Хайдеггер: германский мастер и его время (Сафрански) - страница 304

Сила мышления Хайдеггера «выдвинута поверх» его самого в двойном смысле: во-первых, она абстрагируется от совершенно заурядной личности мыслителя и, во-вторых, она его «пересиливает».

Хайдеггер, вспоминает Георг Пихт, был полон «сознания», что он «как бы разбит» непосильной для него ношей мышления. Иногда он чувствовал: «то, о чем ему приходится думать», представляет «угрозу» для него самого. Другой свидетель, Ганс А. Фишер-Барниколь, который познакомился с Хайдеггером уже после войны, пишет: «Мне казалось, что мышление овладевало этим пожилым человеком подобно тому, как это происходит с медиумами. Оно словно вещало через него». Сын философа Герман Хайдеггер подтвердил это впечатление. Отец, рассказывал он, иногда говорил ему: «Во мне думается. Я не могу этому противостоять».

Подобные высказывания можно обнаружить и в письмах Хайдеггера Элизабет Блохман. 12 апреля 1938 года он писал ей о своем одиночестве. Хайдеггер не жаловался, а принимал одиночество как неизбежное внешнее следствие того обстоятельства, что он наделен – а следовательно, и отделен от других людей – особой «способностью мыслить». «Одиночество возникает и выражается не в отсутствии к-тебе-относящегося (des Zugehorigen), а в приходе другой истины, в извержении изобилия только-отчуждающего (des Nur-Befremdlichen) и единственного в своем роде» (BwHB, 91).

В момент, когда он писал это, Хайдеггер заносил в свой философский дневник такие, например, строки: «Бытиё – это бедство-вание (Not-schaft) бога, в котором он впервые находит себя.
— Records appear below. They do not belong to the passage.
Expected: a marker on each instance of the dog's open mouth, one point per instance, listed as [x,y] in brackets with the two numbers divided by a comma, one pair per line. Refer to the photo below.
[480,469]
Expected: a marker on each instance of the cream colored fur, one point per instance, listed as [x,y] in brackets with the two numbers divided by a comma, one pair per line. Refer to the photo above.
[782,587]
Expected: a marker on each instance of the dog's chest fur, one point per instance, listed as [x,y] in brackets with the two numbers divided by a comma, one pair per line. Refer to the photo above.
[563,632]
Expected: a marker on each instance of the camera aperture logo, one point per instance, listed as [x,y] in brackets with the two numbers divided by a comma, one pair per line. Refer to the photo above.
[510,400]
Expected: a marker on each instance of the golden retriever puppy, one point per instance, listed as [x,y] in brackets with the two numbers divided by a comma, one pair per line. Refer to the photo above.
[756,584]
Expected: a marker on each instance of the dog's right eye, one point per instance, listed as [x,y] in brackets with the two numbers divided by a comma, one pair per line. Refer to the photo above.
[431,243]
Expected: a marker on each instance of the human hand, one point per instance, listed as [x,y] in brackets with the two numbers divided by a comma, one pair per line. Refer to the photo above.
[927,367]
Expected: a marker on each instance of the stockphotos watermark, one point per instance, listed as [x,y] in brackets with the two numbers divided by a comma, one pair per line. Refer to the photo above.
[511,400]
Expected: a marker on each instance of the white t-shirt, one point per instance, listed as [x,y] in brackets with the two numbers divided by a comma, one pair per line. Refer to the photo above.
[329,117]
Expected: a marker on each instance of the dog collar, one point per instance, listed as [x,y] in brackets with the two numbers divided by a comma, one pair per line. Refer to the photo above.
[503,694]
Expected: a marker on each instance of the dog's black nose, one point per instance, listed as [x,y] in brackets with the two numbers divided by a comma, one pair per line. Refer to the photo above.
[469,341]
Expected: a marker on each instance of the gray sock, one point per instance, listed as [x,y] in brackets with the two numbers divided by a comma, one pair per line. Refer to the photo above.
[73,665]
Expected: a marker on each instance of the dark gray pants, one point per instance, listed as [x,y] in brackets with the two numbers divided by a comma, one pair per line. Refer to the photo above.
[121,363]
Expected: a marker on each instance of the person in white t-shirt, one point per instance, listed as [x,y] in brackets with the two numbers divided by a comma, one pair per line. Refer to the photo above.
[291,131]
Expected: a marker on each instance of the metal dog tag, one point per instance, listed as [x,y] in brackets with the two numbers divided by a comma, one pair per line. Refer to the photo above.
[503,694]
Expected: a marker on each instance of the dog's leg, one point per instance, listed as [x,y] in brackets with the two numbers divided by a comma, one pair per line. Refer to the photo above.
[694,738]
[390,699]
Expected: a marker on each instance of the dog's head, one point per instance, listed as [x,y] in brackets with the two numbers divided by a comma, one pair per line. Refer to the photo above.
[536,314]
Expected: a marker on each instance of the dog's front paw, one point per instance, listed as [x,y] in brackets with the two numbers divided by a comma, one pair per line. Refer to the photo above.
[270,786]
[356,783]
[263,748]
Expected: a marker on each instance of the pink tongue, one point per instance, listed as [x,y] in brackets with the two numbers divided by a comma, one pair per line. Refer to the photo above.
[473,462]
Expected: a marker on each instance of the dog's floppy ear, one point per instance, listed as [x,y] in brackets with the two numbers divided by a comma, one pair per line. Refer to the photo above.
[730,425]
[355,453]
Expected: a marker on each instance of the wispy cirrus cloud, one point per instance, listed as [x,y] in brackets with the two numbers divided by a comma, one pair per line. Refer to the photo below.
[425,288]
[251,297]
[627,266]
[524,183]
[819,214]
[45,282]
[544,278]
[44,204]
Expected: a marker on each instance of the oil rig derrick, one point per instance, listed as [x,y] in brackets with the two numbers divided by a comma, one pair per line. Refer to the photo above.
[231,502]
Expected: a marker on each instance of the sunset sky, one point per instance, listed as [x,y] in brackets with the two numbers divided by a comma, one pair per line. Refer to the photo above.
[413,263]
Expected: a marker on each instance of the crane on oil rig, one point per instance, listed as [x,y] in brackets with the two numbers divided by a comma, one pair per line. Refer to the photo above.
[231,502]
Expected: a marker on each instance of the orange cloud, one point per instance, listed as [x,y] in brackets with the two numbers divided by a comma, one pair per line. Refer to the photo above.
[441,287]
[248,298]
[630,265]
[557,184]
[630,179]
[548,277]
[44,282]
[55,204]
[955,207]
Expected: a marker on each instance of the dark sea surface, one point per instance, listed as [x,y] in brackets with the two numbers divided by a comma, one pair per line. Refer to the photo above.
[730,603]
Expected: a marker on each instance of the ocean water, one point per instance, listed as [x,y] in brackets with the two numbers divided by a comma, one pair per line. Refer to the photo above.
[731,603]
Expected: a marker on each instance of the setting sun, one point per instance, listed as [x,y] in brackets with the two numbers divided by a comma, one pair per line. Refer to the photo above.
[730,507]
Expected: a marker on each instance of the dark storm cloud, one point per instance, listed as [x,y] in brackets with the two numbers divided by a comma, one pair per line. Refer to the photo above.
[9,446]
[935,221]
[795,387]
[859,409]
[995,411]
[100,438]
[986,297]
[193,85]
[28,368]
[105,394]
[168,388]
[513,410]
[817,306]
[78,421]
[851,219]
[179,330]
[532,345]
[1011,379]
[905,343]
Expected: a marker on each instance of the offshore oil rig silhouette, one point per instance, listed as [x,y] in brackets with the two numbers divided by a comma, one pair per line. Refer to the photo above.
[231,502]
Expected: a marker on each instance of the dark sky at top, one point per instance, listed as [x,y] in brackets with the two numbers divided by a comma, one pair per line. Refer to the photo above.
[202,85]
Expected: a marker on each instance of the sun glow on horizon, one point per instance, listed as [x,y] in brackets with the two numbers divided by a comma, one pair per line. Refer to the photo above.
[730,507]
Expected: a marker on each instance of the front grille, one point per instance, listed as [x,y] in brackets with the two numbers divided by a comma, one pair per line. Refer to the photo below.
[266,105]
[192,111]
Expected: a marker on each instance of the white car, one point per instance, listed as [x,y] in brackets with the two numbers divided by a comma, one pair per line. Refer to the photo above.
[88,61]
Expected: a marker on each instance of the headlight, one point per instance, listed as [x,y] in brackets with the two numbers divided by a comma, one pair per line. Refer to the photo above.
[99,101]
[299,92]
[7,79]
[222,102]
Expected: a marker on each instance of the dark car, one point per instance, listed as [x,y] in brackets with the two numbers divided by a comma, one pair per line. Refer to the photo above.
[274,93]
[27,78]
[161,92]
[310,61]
Но почему бог? Откуда это бедствование? Потому ли, что бездна, без-основность (Ab-grund), сокрыта? Ибо есть некое пре-восходящее (eine Uber-treffung), а значит, и пре-взойден-ные (Uber-troffenen) как, тем не менее, высочайшие. Откуда же это превосходящее, без-основность, основание, бытие? В чем состоит божественность богов? Почему Бытиё? Потому, что боги? Почему боги? Потому, что Бытиё?» (GA 65, 508).
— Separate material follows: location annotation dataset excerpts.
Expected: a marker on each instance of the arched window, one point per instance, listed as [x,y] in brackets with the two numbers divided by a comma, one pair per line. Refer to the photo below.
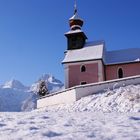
[83,83]
[83,68]
[120,73]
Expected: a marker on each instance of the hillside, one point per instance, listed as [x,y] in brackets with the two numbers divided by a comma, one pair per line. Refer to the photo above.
[123,99]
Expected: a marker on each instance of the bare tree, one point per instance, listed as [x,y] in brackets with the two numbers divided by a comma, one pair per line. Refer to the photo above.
[43,88]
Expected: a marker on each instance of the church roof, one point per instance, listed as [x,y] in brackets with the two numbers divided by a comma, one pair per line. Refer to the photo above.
[91,51]
[122,56]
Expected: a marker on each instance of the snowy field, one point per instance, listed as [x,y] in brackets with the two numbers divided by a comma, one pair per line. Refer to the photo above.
[111,115]
[44,125]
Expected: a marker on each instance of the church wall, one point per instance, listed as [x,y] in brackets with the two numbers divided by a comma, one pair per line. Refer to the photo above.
[129,69]
[93,73]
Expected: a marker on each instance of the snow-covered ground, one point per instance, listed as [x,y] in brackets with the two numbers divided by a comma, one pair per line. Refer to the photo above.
[111,115]
[44,125]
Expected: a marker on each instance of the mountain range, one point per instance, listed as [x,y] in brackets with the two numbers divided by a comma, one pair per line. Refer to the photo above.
[15,97]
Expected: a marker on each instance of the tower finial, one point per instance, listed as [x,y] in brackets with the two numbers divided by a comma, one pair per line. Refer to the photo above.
[75,7]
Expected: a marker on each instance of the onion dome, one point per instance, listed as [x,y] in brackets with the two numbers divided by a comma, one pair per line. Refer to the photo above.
[75,22]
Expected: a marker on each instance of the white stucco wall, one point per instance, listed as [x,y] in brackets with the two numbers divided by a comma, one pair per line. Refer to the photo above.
[58,98]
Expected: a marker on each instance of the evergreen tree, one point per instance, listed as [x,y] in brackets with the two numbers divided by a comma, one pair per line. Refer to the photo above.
[43,88]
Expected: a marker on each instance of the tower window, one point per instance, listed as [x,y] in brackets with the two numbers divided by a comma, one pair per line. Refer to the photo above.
[120,73]
[83,68]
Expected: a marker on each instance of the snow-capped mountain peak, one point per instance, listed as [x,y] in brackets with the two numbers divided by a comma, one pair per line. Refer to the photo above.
[14,84]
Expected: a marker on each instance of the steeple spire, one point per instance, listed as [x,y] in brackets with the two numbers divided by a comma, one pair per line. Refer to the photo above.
[75,7]
[75,21]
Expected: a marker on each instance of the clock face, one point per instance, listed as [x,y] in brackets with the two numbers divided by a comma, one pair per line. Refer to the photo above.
[75,42]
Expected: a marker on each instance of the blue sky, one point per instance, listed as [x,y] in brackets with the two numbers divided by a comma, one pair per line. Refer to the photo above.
[32,38]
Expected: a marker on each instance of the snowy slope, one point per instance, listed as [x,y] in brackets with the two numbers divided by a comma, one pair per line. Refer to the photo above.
[48,125]
[15,84]
[123,99]
[101,117]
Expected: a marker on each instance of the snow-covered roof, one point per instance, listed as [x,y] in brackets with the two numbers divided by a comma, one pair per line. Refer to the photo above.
[91,51]
[122,56]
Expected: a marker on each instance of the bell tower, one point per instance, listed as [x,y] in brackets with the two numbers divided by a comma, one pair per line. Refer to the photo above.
[76,38]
Хайдеггер помогал себе справляться с отчуждающим в собственных мыслях, приближаясь к постижению ранее не привлекавших к себе внимания «отчуждающих странностей» в произведениях великих мыслителей прошлого, например Ницше: «Вообще я только сейчас учусь именно в самом отчуждающе-странном у каждого из великих мыслителей находить опору для подлинного сближения с ними. Это помогает разглядеть пугающе-странное также в себе самом и дать ему раскрыть свою значимость, ибо очевидно, что как раз оно-то и является первоистоком того существенного, что удается – если удается» (к Элизабет Блохман, 14.4.1937, BwHB, 90).